In traditional publication, there’s usually a built-in waiting period. The timeframe can range anywhere from six months to a year or more from when an author turns in a completed manuscript to the in-house editor until the time it actually hits shelves.
For example, I turned in a completed manuscript, A Noble Groom, to my publisher in January of this year. But the book won’t release until next spring of 2013. That’s over a year from when I completed it until it gets into readers’ hands.
Over the past couple of months my Bethany House editor has read the book. And he’s also passed it around the office for other editors to read. Once a team of editors has read the book, they’ll compile a list of changes for me to make, the first edits (aka rewrites) of many that I’ll get over the coming months.
While many writers decry the lengthy timeframe that accompanies traditional publication, I for one have found some benefits to the wait. The biggest benefit is that I’m forced to put some distance between myself and my manuscript.
Yes, I have to give my book a good night’s sleep.
And why exactly do I see that as a benefit?
Here are just a few reasons:
1. A good night’s sleep gives us fresh perspective.
The biggest benefit to having some time away from our book is that we gain objectivity. After many weeks (perhaps even several months) apart, we can see our work with clearer eyes. The problems we missed during the first round of editing are suddenly glaring.
2. A good night’s sleep helps us let go easier.
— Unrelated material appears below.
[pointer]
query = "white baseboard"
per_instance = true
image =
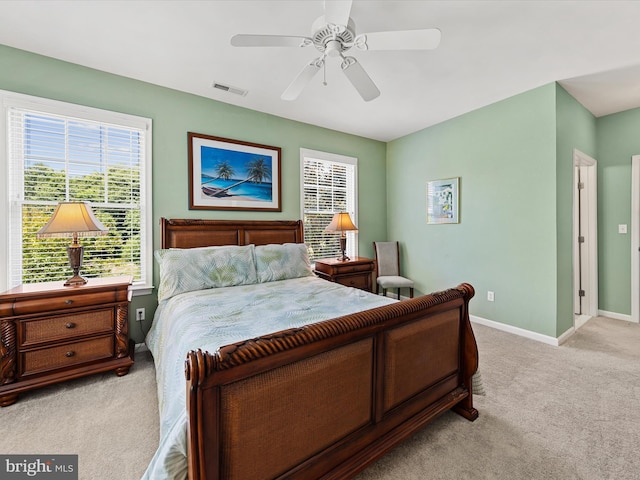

I’ve also found that I’m not quite so attached to my words after the break. I can cut and delete with abandon. I usually open a new word document and paste all of my deletions into it. Not only can I then easily retrieve them if I need them elsewhere in the document, but saving the deletions reassures me that my words—that I once labored over so diligently—are still there, just not in my book anymore.
3. A good night’s sleep gives us renewed energy.
Usually by the time I’m done writing a book, I’m worn out, I’m ready to be done with the story, and I’m tempted rush through my editing. The weeks away from manuscript gives me a fresh burst of energy for the story that I didn’t have before, as if I’m waking up refreshed, ready to tackle the big issues with more vigor.
4. A good night’s sleep can help us grow.
During my time away from a book, I brush up on a writing craft book or two, and I review some of the writing lessons I needed to remember. I also start a new story, and in the process of writing another book and stretching myself, I grow even more so that I’m able to apply what I'm learning when I go back to edit the older book.
5. A good night’s sleep helps us handle the criticism better.
If my kids are upset about something late at night before bed, I usually tell them that we’ll wait to discuss it until the morning. It’s never a good idea to argue or have important discussions when you’re tired. We usually only make things worse.
And the same is true with our writing. When we take a step back from our writing and refresh ourselves, then we’re better able to handle the constructive criticism we get from critique partners or editors. Sometimes I find that when I let feedback settle for some time, I’m able to mull it over, come to terms with it better, and then apply it with more enthusiasm.
My Summary: Whether traditionally or self-published, writers should wisely consider how much rest they’ve given their books before pushing them toward publication. Often we're in such a hurry to get our books out there, we miss out on the benefits that a good night’s sleep does for our manuscripts.
How much of a break do you usually give your manuscripts before going back to editing them? Days, weeks, months? And if you’re not giving yourself objective distance from your manuscript, why? What’s your hurry?